There are multiple ways to check if a mask has only one bit set to 1, such as checking if it is a power of 2. For this problem, we will use the neat trick (mask & (mask - 1) == 0), often referred to as Brian Kernighan's method. The operation mask & (mask - 1) sets the least significant bit (the right-most '1') to zero, so this condition is only true when only one bit is set to 1. This is because, in those cases, mask is in the form of 100...000, and mask - 1 in binary is 0111...111. The AND of these two numbers will be 0 as there are no positions where both bits are set to 1.

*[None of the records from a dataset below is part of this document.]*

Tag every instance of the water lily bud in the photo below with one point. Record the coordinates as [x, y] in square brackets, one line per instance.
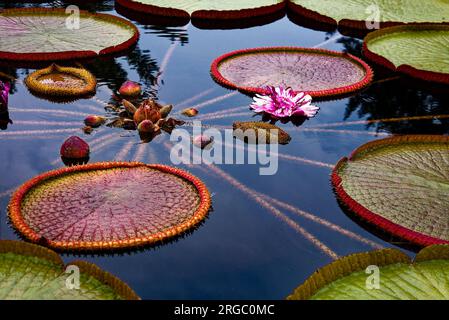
[190, 112]
[202, 141]
[94, 121]
[75, 148]
[165, 110]
[130, 89]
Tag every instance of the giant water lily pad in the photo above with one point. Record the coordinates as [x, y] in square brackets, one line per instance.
[30, 272]
[115, 205]
[418, 51]
[427, 278]
[39, 34]
[399, 184]
[320, 73]
[356, 13]
[205, 9]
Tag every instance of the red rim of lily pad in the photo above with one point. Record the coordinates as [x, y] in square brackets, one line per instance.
[375, 218]
[201, 14]
[68, 55]
[328, 93]
[346, 24]
[405, 68]
[18, 220]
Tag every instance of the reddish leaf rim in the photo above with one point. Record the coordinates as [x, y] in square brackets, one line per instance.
[18, 221]
[344, 23]
[406, 69]
[201, 14]
[28, 249]
[372, 217]
[69, 55]
[330, 93]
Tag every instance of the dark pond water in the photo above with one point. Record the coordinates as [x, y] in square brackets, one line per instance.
[243, 250]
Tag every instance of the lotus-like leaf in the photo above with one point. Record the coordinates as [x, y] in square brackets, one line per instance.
[420, 51]
[205, 9]
[353, 277]
[40, 34]
[30, 272]
[320, 73]
[399, 184]
[110, 205]
[361, 14]
[61, 82]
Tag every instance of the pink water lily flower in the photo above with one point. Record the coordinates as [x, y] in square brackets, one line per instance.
[284, 102]
[4, 93]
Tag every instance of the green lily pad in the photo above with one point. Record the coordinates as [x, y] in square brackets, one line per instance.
[29, 272]
[40, 34]
[353, 277]
[355, 13]
[419, 51]
[208, 9]
[399, 184]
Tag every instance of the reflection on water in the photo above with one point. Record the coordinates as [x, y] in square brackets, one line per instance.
[261, 239]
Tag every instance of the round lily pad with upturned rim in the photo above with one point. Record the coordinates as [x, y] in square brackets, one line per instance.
[108, 206]
[61, 82]
[400, 185]
[41, 34]
[353, 277]
[318, 72]
[31, 272]
[419, 51]
[355, 14]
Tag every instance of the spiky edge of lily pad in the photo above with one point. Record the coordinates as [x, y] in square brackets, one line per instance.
[28, 249]
[374, 218]
[360, 261]
[18, 221]
[68, 55]
[330, 93]
[36, 86]
[344, 23]
[201, 14]
[406, 69]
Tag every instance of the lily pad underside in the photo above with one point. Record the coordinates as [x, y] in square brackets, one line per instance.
[358, 13]
[31, 272]
[107, 206]
[320, 73]
[353, 277]
[400, 185]
[421, 51]
[40, 34]
[205, 9]
[61, 82]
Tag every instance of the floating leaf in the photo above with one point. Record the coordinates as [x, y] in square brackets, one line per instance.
[61, 82]
[360, 13]
[250, 132]
[427, 278]
[40, 34]
[318, 72]
[31, 272]
[418, 51]
[399, 184]
[110, 205]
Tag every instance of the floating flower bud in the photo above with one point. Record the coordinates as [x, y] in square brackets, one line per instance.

Because the optimal path may end at any of the nodes (we don't know for sure unless we check), we will need to perform a DFS for each node. Subsequent searches will not be too expensive as we will maintain our cache throughout.
Initialize some variables.
n, as the length of graph. endingMask = (1 << n) - 1, a bitmask that represents all nodes being visited. For example, if n = 5, then endingMask = 31 = '11111'. cache, a data structure that will be used to cache results to prevent duplicate computation. Create a function dp(node, mask) that will be used for DFS.
First, check if this state has already been visited. If it has, return the cached result. If not, check for the base case. If (mask & (mask - 1)) == 0, then we have visited all other nodes, return 0. Otherwise, add an entry into the cache for this state with a very large number like infinity. We need to do this before applying the recurrence relation to avoid the infinite cycles we talked about above. Now, apply the recurrence relation. For all neighbor in graph[node], explore both mask options: already visited (dp(neighbor, mask)) or visiting for the first time (dp(neighbor, mask ^ (1 << node))). Choose the best option out of all adjacent states, add 1 to it, and update the entry in the cache for the current state. At the end of the recurrence application, just return the result for the current state stored in the cache. Perform a DFS for each node - dp(node, endingMask) for all node from 0 to n - 1. Pick the lowest result and return it.
class Solution {
private int[][] cache;
private int endingMask;
public int dp(int node, int mask, int[][] graph) {
if (cache[node][mask] != 0) {
return cache[node][mask];
}
if ((mask & (mask - 1)) == 0) {
// Base case - mask only has a single "1", which means
// that only one node has been visited (the current node)
return 0;
}
cache[node][mask] = Integer.MAX_VALUE - 1; // Avoid infinite loop in recursion
for (int neighbor: graph[node]) {
if ((mask & (1 << neighbor)) != 0) {
int alreadyVisited = dp(neighbor, mask, graph);
int notVisited = dp(neighbor, mask ^ (1 << node), graph);
int betterOption = Math.min(alreadyVisited, notVisited);
cache[node][mask] = Math.min(cache[node][mask], 1 + betterOption);
}
}
return cache[node][mask];
}
public int shortestPathLength(int[][] graph) {
int n = graph.length;
endingMask = (1 << n) - 1;
cache = new int[n + 1][endingMask + 1];
int best = Integer.MAX_VALUE;
for (int node = 0; node < n; node++) {
best = Math.min(best, dp(node, endingMask, graph));
}
return best;
}
}The previous approach is comparatively slow but works because the bounds are small. The main problem is that we are working backwards and need a DFS starting from every node. The optimal path may end at node 0, but we still need to check all other nodes to make sure. As with any problem that asks us to find the shortest path, it may be more intuitive to approach this problem using BFS.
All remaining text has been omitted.